Já os materiais hospitalares oferecem contaminantes com possibilidade transmissão de doenças químicas. O lixo industrial é composto por produtos químicos de várias naturezas que contaminam e fazem mal para a saúde de pessoas e animais. Outros materiais como plástico, vidros e metais formam uma grande massa de rejeitos que demoram séculos para serem degradados. 

A diretora técnica do Instituto de Proteção Ambiental do Amazonas (Ipaam), Maria do Carmo, aponta outros riscos, como as aves que sobrevoam os lixões e podem causar acidentes aéreos. "Além disso, podem entrar catadores e crianças, que acabam se contaminando, pois, o lixão é um local onde você coloca resíduo de forma desordenada", conta.   

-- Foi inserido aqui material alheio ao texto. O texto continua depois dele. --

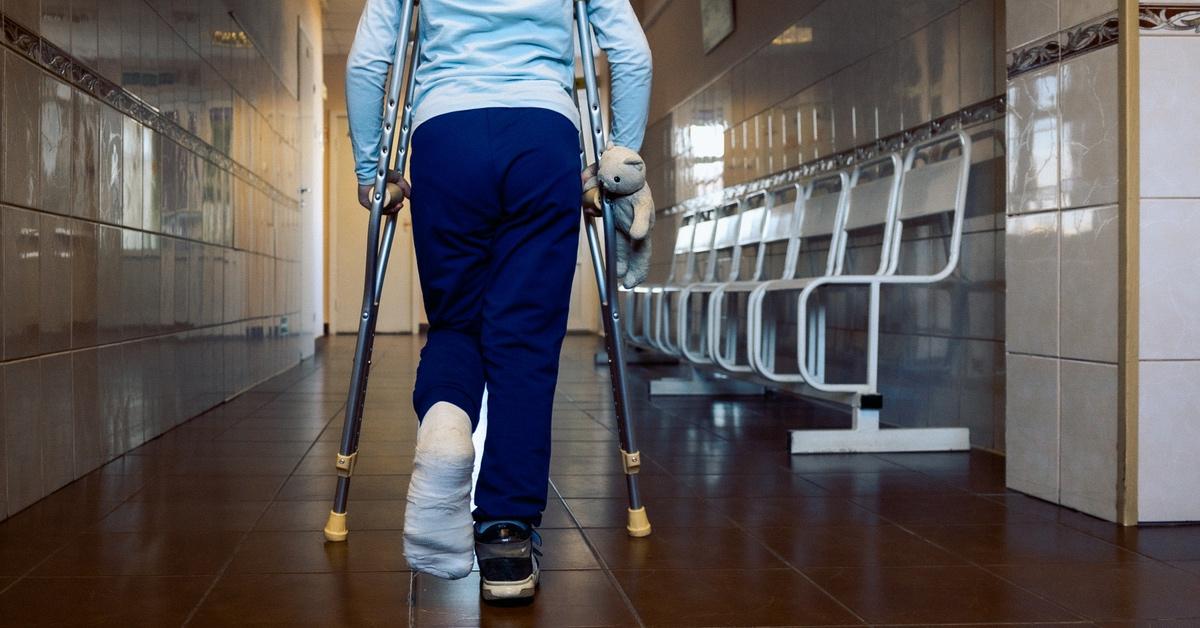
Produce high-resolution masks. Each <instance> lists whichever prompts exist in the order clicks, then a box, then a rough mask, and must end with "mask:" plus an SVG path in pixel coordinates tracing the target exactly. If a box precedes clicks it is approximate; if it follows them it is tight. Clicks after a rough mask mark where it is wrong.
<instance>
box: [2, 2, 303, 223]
mask: <svg viewBox="0 0 1200 628" xmlns="http://www.w3.org/2000/svg"><path fill="white" fill-rule="evenodd" d="M0 24H2V35H0V44H4V46H5V47H7V48H8V49H11V50H13V52H16V53H18V54H20V55H22V56H24V58H25V59H28V60H29V61H31V62H34V64H35V65H37V66H40V67H41V68H42V70H44V71H47V72H49V73H52V74H55V76H56V77H59V78H61V79H62V80H65V82H66V83H70V84H71V85H74V86H76V88H78V89H79V90H82V91H85V92H88V94H91V95H92V96H95V97H96V98H100V100H101V101H103V102H104V103H107V104H108V106H109V107H113V108H114V109H116V110H119V112H121V113H124V114H125V115H127V116H130V118H132V119H134V120H137V121H138V122H140V124H143V125H145V126H148V127H150V128H152V130H155V131H156V132H158V133H161V134H162V136H163V137H167V138H168V139H170V140H173V142H175V143H176V144H179V145H181V146H184V148H185V149H187V150H190V151H192V152H194V154H197V155H199V156H200V157H204V159H205V160H208V161H210V162H212V163H215V165H217V167H220V168H222V169H226V171H228V172H232V173H233V174H235V175H238V177H239V178H240V179H242V180H245V181H247V183H250V184H251V185H252V186H254V187H257V189H259V190H262V191H263V192H265V193H266V195H268V196H270V197H271V198H272V199H274V201H276V202H278V203H284V204H293V205H294V204H296V203H299V201H298V199H296V198H294V197H292V196H288V195H286V193H284V192H283V191H281V190H278V189H276V187H275V186H272V185H271V184H270V183H269V181H268V180H266V179H264V178H262V177H259V175H258V174H256V173H254V172H253V171H251V169H250V168H247V167H245V166H242V165H241V163H238V162H236V161H234V160H233V159H230V157H229V156H228V155H226V154H224V152H222V151H221V150H218V149H217V148H216V146H214V145H212V144H209V143H208V142H205V140H203V139H200V138H199V137H197V136H196V134H193V133H192V132H191V131H188V130H186V128H184V127H182V126H180V125H179V122H176V121H175V120H173V119H172V118H170V116H168V115H166V114H163V113H162V112H161V110H158V109H157V108H155V107H154V106H151V104H149V103H148V102H145V101H143V100H142V98H139V97H138V96H137V95H136V94H133V92H132V91H130V90H127V89H125V88H122V86H120V85H118V84H116V83H114V82H113V80H110V79H108V78H106V77H103V76H101V74H100V73H98V72H96V71H95V70H92V68H91V67H89V66H88V65H86V64H84V62H83V61H80V60H79V59H76V58H74V56H72V55H71V53H68V52H66V50H64V49H62V48H59V47H58V46H55V44H54V43H52V42H50V41H49V40H47V38H44V37H42V36H40V35H37V34H36V32H34V31H31V30H29V29H26V28H25V26H24V25H22V24H20V23H18V22H16V20H13V19H12V18H10V17H8V16H6V14H4V13H0Z"/></svg>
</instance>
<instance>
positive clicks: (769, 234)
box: [749, 184, 809, 280]
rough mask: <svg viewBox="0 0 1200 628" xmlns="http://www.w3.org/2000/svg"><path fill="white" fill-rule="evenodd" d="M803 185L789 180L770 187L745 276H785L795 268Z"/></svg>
mask: <svg viewBox="0 0 1200 628" xmlns="http://www.w3.org/2000/svg"><path fill="white" fill-rule="evenodd" d="M808 192H809V189H808V186H806V185H800V184H790V185H786V186H784V187H779V189H775V190H772V191H770V192H769V195H768V197H769V199H770V201H769V203H768V205H767V209H766V213H764V216H763V221H762V237H761V238H760V240H758V252H757V261H756V263H755V269H754V274H752V275H751V276H750V277H749V279H754V280H763V279H768V280H770V279H787V277H790V276H792V273H793V271H794V269H796V249H797V247H798V245H799V237H798V235H799V225H800V219H802V217H803V213H804V199H805V197H806V196H808Z"/></svg>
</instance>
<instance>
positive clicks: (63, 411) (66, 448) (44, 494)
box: [38, 353, 78, 495]
mask: <svg viewBox="0 0 1200 628" xmlns="http://www.w3.org/2000/svg"><path fill="white" fill-rule="evenodd" d="M38 361H41V363H42V365H41V370H42V383H41V389H40V390H41V393H42V394H41V409H40V412H38V429H40V430H42V436H41V442H42V483H43V484H42V492H43V494H44V495H49V494H52V492H54V491H56V490H59V489H61V488H62V486H66V485H67V483H70V482H71V480H73V479H76V478H77V477H78V476H77V474H76V468H74V419H73V417H72V403H73V394H72V390H71V389H72V383H73V379H74V378H73V377H72V372H71V354H70V353H59V354H55V355H47V357H44V358H41V359H40V360H38Z"/></svg>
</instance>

Surgimento de lixões está ligado à falta de recursos e educação

Uma pesquisa desenvolvida pelo Sindicato Nacional das Empresas de Limpeza Urbana (Selurb) mostra que o surgimento de lixões está ligado aos municípios com maior dependência de transferências de recursos intergovernamentais, densidade populacional reduzida, menor valor per capita de investimento em limpeza urbana, e com baixos níveis educacionais.

De acordo com o estudo, a questão econômica é o que apresenta maior impacto nos resultados. Cidades com lixões têm, em média, 90,8% de dependência financeira de repasses dos governos estaduais e federais, enquanto as que destinam os resíduos corretamente para aterros sanitários apresentam dependência menor, 79,1%, em média.

Coleta Seletiva 

Em 2018, o Sistema de Limpeza Pública de Manaus (Semulsp) recolheu 11.386 toneladas de materiais recicláveis. O sistema de coleta seletiva em Manaus abrange 13 bairros da cidade, atendendo uma população estimada em 397.844 habitantes, uma taxa de cobertura de 18,5% em relação a população total da cidade.

A coleta recolhe materiais como papel, plástico, papelão, garrafas pet, caixinhas tetra-pack, latinhas, revistas e jornais. O material recolhido vai diretamente para os  mais de 200 catadores de resíduos, distribuídos em 20 entidades (entre núcleos e associações), que possuem cadastro com a Semulsp.